Talia Radford: Why aren't refugee camps flourishing into existing cities?

Kilian Kleinschmidt: It's down to the stupidity of the aid organisations, who prefer to waste money and work in a non-sustainable way rather than investing in making them sustainable.

Talia Radford: Why are people coming to Europe?

Kilian Kleinschmidt: Everybody who is coming here right now is an economic migrant. They are not refugees. They were refugees in Jordan, but they are coming to Europe to study, to work, to have a perspective for their families. In the pure definition, it's a migration issue.

Right now everybody is going to Germany because in Germany they have 600,000 job vacancies. So of course there is an attraction, and there is space. Once the space is filled, nobody will go there anymore. They will go somewhere else.

Talia Radford: How do refugees – or economic migrants – know where to go? Via the media?

Kilian Kleinschmidt: No, it's all done through Whatsapp!

Talia Radford: What is the relationship between migration and technology?

Kilian Kleinschmidt: Every Syrian refugee in the Zaatari camp has been watching Google self-driving cars moving around, so [they] don't believe the information only belongs to the rich people anymore.

We did studies in the Zaatari camp on communication. Everybody had a cellphone and 60 per cent had a smartphone. The first thing people were doing when they came across the border was calling back home to Syria and saying "hey we made it". So the big, big thing was to distribute Jordanian sim cards.

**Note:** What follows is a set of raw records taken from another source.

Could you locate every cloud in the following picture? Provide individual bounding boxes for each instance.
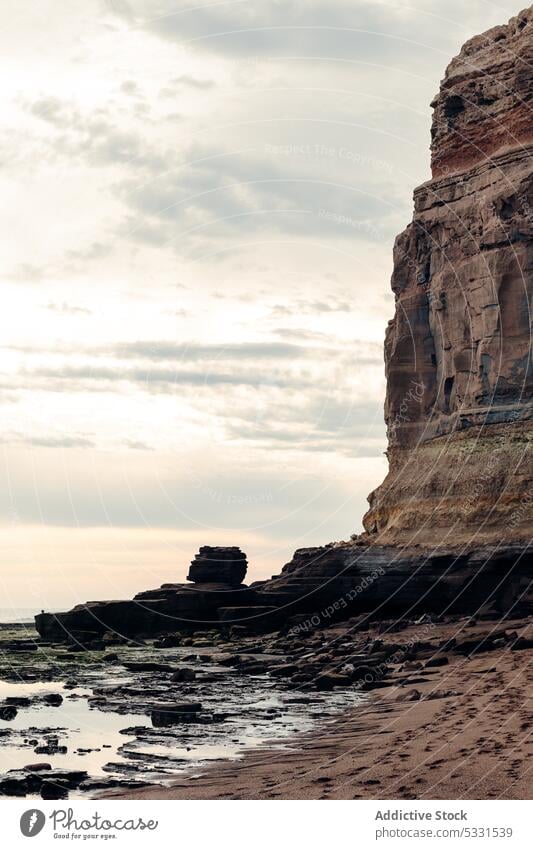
[119,146,403,250]
[19,365,314,393]
[44,301,92,315]
[110,340,312,362]
[114,0,453,61]
[2,433,96,448]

Once we had gotten over the riots over water and lots of other things that politicised the camp, the next big issue was internet connectivity.

Talia Radford: What are the infrastructure requirements of a mass influx of refugees?

Kilian Kleinschmidt: The first is the logistics of accommodation: that's the survival bit. Everyone is struggling with this now, in reception centres, camps – every country in the world is dealing with this. Eighty-five to 90 per cent of any people on the move will be melting into the population so the real issue is how you deal with a sudden higher demand for accommodation.

Germany says that they suddenly need 300 to 400,000 affordable housing units more per year. It's about dealing with the structural issues, dealing with the increased population, and absorbing them into existing infrastructure.

Talia Radford: How do you see the refugee situation in Europe now?

Kilian Kleinschmidt: The discussion in Germany is quite interesting, because they currently have 600,000 jobs to fill, but they are all in places where there is no housing. It's all in urban centres where they have forgotten to build apartments.

Half of east Germany is empty. Half of southern Italy is empty. Spain is empty. Many places in Europe are totally deserted.

You could redevelop some of these empty cities into free-trade zones where you would put in a new population and actually set up opportunities to develop and trade and work. You could see them as special development zones, which are actually used as a trigger for an otherwise impoverished, neglected area.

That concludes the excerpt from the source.